We're celebrating the end of an incredible decade for games, movies, and TV shows. The Witcher 3 is one of the games that defined the last 10 years of play, placing 2nd in our 100 best games of the decade rankings.
In the opening of The Witcher 3: Wild Hunt we join the witcher himself, Geralt of Rivia, relaxing in a bathtub – a scene so iconic it should have its own entry in our end of decade rankings. As he submerges his scarred body in the water, Geralt is joined by what appears to be a hissing lobster. When Geralt notices, he throws the creature out and it disappears in a puff of smoke. It was all an illusion.
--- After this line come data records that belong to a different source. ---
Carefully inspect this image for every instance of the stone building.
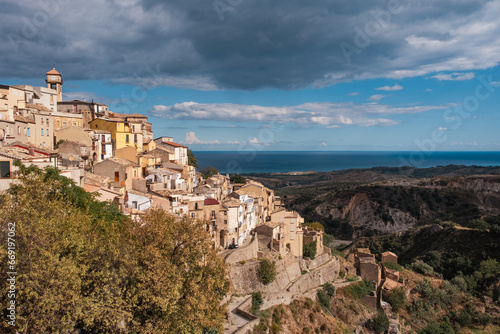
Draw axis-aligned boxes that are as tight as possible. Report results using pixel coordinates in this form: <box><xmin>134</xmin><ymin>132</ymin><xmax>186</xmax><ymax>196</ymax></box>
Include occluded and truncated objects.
<box><xmin>269</xmin><ymin>209</ymin><xmax>304</xmax><ymax>258</ymax></box>
<box><xmin>303</xmin><ymin>226</ymin><xmax>324</xmax><ymax>256</ymax></box>
<box><xmin>382</xmin><ymin>251</ymin><xmax>398</xmax><ymax>264</ymax></box>
<box><xmin>93</xmin><ymin>157</ymin><xmax>142</xmax><ymax>193</ymax></box>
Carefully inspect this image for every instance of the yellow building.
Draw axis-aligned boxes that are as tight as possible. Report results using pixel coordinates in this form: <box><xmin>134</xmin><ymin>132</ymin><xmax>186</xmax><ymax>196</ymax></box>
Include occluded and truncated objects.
<box><xmin>90</xmin><ymin>117</ymin><xmax>142</xmax><ymax>153</ymax></box>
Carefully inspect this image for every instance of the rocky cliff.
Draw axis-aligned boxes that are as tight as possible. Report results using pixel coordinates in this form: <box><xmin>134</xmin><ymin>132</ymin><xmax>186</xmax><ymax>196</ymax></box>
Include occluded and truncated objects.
<box><xmin>283</xmin><ymin>175</ymin><xmax>500</xmax><ymax>238</ymax></box>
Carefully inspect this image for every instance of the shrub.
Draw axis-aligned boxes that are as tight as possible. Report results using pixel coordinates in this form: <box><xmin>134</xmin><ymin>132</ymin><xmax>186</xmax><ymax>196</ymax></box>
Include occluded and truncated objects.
<box><xmin>450</xmin><ymin>276</ymin><xmax>468</xmax><ymax>292</ymax></box>
<box><xmin>317</xmin><ymin>290</ymin><xmax>331</xmax><ymax>309</ymax></box>
<box><xmin>468</xmin><ymin>219</ymin><xmax>490</xmax><ymax>230</ymax></box>
<box><xmin>411</xmin><ymin>260</ymin><xmax>435</xmax><ymax>275</ymax></box>
<box><xmin>344</xmin><ymin>278</ymin><xmax>374</xmax><ymax>300</ymax></box>
<box><xmin>383</xmin><ymin>287</ymin><xmax>406</xmax><ymax>312</ymax></box>
<box><xmin>477</xmin><ymin>313</ymin><xmax>492</xmax><ymax>329</ymax></box>
<box><xmin>383</xmin><ymin>261</ymin><xmax>403</xmax><ymax>272</ymax></box>
<box><xmin>250</xmin><ymin>292</ymin><xmax>263</xmax><ymax>315</ymax></box>
<box><xmin>258</xmin><ymin>259</ymin><xmax>277</xmax><ymax>285</ymax></box>
<box><xmin>322</xmin><ymin>282</ymin><xmax>336</xmax><ymax>298</ymax></box>
<box><xmin>457</xmin><ymin>309</ymin><xmax>472</xmax><ymax>328</ymax></box>
<box><xmin>304</xmin><ymin>241</ymin><xmax>317</xmax><ymax>260</ymax></box>
<box><xmin>366</xmin><ymin>310</ymin><xmax>389</xmax><ymax>334</ymax></box>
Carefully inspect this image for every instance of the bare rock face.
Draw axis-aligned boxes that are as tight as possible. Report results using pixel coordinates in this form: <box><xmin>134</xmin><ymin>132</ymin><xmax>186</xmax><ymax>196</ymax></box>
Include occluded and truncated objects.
<box><xmin>325</xmin><ymin>192</ymin><xmax>417</xmax><ymax>235</ymax></box>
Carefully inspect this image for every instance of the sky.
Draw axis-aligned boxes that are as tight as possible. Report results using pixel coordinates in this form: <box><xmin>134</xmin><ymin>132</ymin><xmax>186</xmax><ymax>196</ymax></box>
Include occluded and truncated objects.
<box><xmin>1</xmin><ymin>0</ymin><xmax>500</xmax><ymax>151</ymax></box>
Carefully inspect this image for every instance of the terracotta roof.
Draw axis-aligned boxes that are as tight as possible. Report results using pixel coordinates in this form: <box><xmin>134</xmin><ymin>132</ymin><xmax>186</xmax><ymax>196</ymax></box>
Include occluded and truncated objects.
<box><xmin>163</xmin><ymin>142</ymin><xmax>186</xmax><ymax>148</ymax></box>
<box><xmin>204</xmin><ymin>198</ymin><xmax>219</xmax><ymax>206</ymax></box>
<box><xmin>26</xmin><ymin>103</ymin><xmax>52</xmax><ymax>112</ymax></box>
<box><xmin>128</xmin><ymin>113</ymin><xmax>148</xmax><ymax>118</ymax></box>
<box><xmin>46</xmin><ymin>68</ymin><xmax>61</xmax><ymax>75</ymax></box>
<box><xmin>98</xmin><ymin>157</ymin><xmax>138</xmax><ymax>167</ymax></box>
<box><xmin>222</xmin><ymin>198</ymin><xmax>241</xmax><ymax>208</ymax></box>
<box><xmin>83</xmin><ymin>184</ymin><xmax>101</xmax><ymax>193</ymax></box>
<box><xmin>382</xmin><ymin>251</ymin><xmax>398</xmax><ymax>257</ymax></box>
<box><xmin>14</xmin><ymin>115</ymin><xmax>35</xmax><ymax>124</ymax></box>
These first few moments of the game set the tone perfectly. Not only as an amuse-bouche for all of the nudity that we will see at flashpoints throughout the campaign, but because much like the books on which the games were based, the world of The Witcher 3 is dark and twisted – things are never quite as the seem.
Wanderin' in a Witcher's wonderland
One mission might begin with you investigating a statue that the local peasants have claimed is the 'Allgod' – a simple enough task – but by the end of it you'll be face-to-face with a large beast expectorating a thick Yorkshire accent, feigning omnipotence in order to get free gifts. Another has you investigating the disappearance of a young woman, although it quickly spirals out of control as you find yourself caught in the middle of a love triangle between a werewolf and two sisters. These are just two sidequests of the hundreds available.
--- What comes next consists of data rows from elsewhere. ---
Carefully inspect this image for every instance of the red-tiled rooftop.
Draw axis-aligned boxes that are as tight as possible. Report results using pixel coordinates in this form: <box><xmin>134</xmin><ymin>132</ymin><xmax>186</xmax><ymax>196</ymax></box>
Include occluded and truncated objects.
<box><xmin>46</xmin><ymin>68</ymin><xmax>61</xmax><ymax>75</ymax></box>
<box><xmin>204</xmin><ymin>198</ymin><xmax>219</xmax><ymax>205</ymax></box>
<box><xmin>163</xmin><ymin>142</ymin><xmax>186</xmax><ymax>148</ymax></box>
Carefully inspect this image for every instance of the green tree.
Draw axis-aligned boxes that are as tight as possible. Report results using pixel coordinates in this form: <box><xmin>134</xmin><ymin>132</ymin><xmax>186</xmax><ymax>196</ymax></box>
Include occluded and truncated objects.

That surprise factor is all the more impressive considering that The Witcher 3 arrived into an industry overpopulated with open world games, yet it managed to set the bar for what the genre could, and should, achieve. CD Projekt Red made sure minor characters were just as fleshed out as the major ones, that side missions were just as intriguing as those part of the main campaign, and that every corner of this world has the same attention to detail.
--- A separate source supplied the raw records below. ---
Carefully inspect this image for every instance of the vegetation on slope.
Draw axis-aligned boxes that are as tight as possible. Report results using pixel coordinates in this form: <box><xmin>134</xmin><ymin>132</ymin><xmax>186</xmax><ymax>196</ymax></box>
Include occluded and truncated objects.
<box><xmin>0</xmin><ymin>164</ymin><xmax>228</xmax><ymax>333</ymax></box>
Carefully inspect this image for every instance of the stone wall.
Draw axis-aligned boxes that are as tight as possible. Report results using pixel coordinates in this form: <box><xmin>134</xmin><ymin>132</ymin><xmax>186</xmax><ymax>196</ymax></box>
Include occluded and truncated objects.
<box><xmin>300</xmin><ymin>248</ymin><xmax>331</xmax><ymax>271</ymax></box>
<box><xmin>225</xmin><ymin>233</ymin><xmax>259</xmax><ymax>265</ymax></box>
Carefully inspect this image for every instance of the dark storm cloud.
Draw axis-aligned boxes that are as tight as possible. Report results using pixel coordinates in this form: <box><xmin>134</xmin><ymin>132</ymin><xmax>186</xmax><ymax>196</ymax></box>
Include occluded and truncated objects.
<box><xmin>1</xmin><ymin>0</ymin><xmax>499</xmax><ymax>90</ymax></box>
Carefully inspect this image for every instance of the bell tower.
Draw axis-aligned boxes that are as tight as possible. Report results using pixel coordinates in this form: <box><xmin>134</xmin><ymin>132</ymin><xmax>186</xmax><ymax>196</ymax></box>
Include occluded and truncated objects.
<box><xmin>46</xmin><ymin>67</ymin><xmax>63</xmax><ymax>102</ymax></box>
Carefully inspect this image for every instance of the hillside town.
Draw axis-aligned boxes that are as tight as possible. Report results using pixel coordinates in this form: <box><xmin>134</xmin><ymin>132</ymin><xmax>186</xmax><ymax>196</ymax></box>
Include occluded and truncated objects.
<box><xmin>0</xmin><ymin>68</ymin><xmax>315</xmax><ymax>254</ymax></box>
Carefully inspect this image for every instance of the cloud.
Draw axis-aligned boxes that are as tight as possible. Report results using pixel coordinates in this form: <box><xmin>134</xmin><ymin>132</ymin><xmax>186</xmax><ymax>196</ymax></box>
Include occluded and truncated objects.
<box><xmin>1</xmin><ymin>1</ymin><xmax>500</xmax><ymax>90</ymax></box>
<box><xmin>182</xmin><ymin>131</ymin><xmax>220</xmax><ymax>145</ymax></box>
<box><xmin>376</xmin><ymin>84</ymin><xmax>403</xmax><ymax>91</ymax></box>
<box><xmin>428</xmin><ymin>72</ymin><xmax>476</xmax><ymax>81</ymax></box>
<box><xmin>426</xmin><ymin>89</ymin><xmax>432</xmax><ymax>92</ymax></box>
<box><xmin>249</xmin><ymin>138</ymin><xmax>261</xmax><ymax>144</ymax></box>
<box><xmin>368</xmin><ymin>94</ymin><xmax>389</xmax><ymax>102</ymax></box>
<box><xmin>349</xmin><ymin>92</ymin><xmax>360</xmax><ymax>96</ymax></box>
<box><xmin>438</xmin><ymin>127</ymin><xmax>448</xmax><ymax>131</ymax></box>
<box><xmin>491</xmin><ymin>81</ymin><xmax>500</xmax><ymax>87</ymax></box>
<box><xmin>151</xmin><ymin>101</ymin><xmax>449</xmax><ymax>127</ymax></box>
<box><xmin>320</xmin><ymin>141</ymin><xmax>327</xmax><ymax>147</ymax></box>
From the stoned grandeur of Kaer Morhen, built into the side of a mountain, to Redania, where downtrodden residents live in fear of both monsters and men, cowering in dilapidated shacks. Many areas are shrouded in mist and mystery, making fast travel an almost forgotten feature, as riding Roach across the map, fighting monsters and aiding strangers is all part of the joy of immersing yourself into The Continent.
Despite this world feeling like it's own living, breathing entity, it would be nothing without its main characters. Geralt is a wise yet weary protagonist with a clearly defined moral compass and a dry wit that endears him to the player despite a cold, rugged exterior. He's a knowledgeable Witcher, too, exhibiting unmatched confidence under pressure, as mirrored in-game once you begin to master the arts of sign casting and parrying. Regardless of whether this is the first time you're meeting Yennefer, Triss, Ciri, and the rest of the gang, The Witcher quickly gets you caring about all of them.
Into the wild
The way in which the game presents the main mission of finding Ciri has you warming to her almost instantly, and playing as this equally accomplished fighter is a breath of fresh air for combat. You see how much she means to Geralt and Yenn, and you become just as desperate to find her as they are. As the search goes on, you learn more about each character, and the way the game brings them all together for the final act is masterful.
The Witcher 3 is an unforgettable mix of fantastical storytelling, thrilling combat, intriguing characters and utterly mesmerising world building. It lives behind a smokescreen, where the real monsters are revealed to be the humans (and sometimes vice versa), the most picturesque landscapes hold the darkest secrets, and seemingly innocuous innkeepers are some of the most infuriatingly difficult Gwent opponents you will ever come across. It’s a game that surprises and enthrals in all ways but one; no-one's surprised that The Witcher 3 is a game that defined the decade.